Today, 50 percent of the world’s 7 billion people live in cities, and, by 2050, experts say that around 70 percent of the global population will live in urban environments. Cities are typically a hotbed of extreme deprivation and environmental degradation, despite approximately 75 percent of global economic activity originating in these areas. As the urban population grows, so will the urban share of global GDP and investments.
“Roughly 75 percent of global economic activity is urban. We really need to involve mayors and other local leaders to face the challenges of social exclusion, economic development, and environmental preservation,” says Gross. “Cities are making commitments to decreasing carbon emissions, which is essential in the overall battle against climate change. That’s where local leaders come in – they’re the keys to implementing global change beginning in urban environments.”
Panelists at the symposium included mayors from cities all over the world, including those in Brazil, Nigeria, the U.S. and U.K., and several other nations. New York City Mayor Bill de Blasio and Oakland, Calif. Mayor Jerry Brown also attended the meeting.
Organizers from the Pontifical Academy of Social Scientists encouraged attendees to share and foster ideas on tackling human-induced climate change and the social blight of human trafficking, modern slavery, and other forms of exploitation.
“At the symposium, Pope Francis called on mayors and other community leaders to take leadership in overcoming these major challenges,” says Gross. “Part of the discussion revolved around human trafficking, forced labor, prostitution, and organ trafficking, and I think those are each unique issues that, when addressed on a small scale, are going to make a much larger difference on the world’s stage. It is our duty to protect the marginalized.”
Pope Francis called for joint action in Laudato Si’, writing, “Interdependence obliges us to think of one world with a common plan. Yet the same ingenuity which has brought about enormous technological progress has so far proved incapable of finding effective ways of dealing with grave environmental and social problems worldwide. A global consensus is essential for confronting the deeper problems, which cannot be resolved by unilateral actions on the part of individual countries.”

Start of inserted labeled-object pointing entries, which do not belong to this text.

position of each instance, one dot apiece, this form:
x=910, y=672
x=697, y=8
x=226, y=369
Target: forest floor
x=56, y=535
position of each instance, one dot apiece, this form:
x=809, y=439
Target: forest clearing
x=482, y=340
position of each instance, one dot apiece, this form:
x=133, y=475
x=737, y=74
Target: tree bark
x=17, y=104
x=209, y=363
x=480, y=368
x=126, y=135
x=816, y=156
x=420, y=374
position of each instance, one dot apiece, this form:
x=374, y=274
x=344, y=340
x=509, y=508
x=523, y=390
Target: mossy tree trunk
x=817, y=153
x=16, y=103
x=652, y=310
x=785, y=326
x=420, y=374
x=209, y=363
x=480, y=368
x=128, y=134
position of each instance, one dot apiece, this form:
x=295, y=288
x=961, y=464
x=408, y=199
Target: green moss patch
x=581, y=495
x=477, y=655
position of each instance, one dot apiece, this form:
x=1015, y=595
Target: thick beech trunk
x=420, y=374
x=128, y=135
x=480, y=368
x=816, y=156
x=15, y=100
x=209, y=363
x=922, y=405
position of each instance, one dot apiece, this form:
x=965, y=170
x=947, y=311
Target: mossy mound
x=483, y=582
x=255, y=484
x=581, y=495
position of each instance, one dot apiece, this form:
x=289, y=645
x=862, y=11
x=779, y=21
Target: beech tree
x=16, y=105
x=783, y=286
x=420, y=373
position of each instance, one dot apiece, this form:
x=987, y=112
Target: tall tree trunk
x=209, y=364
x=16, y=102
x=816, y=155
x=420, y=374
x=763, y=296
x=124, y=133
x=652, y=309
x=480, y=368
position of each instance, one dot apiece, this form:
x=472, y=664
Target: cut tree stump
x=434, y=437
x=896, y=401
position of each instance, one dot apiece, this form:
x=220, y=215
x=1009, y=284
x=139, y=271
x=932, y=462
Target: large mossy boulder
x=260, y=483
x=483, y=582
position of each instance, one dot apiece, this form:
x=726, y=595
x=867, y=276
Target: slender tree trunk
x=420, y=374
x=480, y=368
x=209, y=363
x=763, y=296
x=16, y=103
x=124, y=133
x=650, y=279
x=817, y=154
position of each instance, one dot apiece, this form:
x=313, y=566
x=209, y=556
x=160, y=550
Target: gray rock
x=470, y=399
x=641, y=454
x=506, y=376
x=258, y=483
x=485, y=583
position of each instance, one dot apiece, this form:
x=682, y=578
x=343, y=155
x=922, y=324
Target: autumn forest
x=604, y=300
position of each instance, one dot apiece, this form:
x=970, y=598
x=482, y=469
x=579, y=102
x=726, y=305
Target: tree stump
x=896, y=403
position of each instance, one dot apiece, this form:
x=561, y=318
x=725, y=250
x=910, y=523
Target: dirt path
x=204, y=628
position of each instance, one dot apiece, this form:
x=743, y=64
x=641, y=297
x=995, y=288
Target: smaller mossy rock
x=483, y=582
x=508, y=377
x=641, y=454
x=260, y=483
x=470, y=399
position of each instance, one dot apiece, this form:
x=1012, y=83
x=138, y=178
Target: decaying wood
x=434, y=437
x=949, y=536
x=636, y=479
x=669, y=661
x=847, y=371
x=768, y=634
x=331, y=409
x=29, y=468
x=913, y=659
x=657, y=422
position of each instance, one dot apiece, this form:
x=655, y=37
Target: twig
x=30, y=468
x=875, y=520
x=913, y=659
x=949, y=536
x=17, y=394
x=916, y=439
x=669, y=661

The Sustainable Development Goals Urban Alliance has several objectives, according to its statement, including:
- Helping cities achieve the SDGs
- Urging national and state governments to allow and facilitate cities to fulfill these
- responsibilities
- Cutting corruption that undermines sustainable development
- Engaging citizens and businesses to ensure people understand the SDGs
- Identifying pathways to decarbonize the energy system, with the ultimate goal being to prevent
- global warming from increasing beyond 2 degrees C
- Strengthening universities across the world to help them become innovation hubs for
- sustainable development
- Ending human trafficking and all forms of modern slavery
- Partnering with UN-Habitat to promote the success of Habitat III in Quito during 2016
“This is a big responsibility,” says Gross. “It’s impossible to achieve at a global level without hyper-local participation across the world’s cities. Cities are the places where sustainable development will succeed or fail – and it’s this group’s mission to ensure that it succeeds.”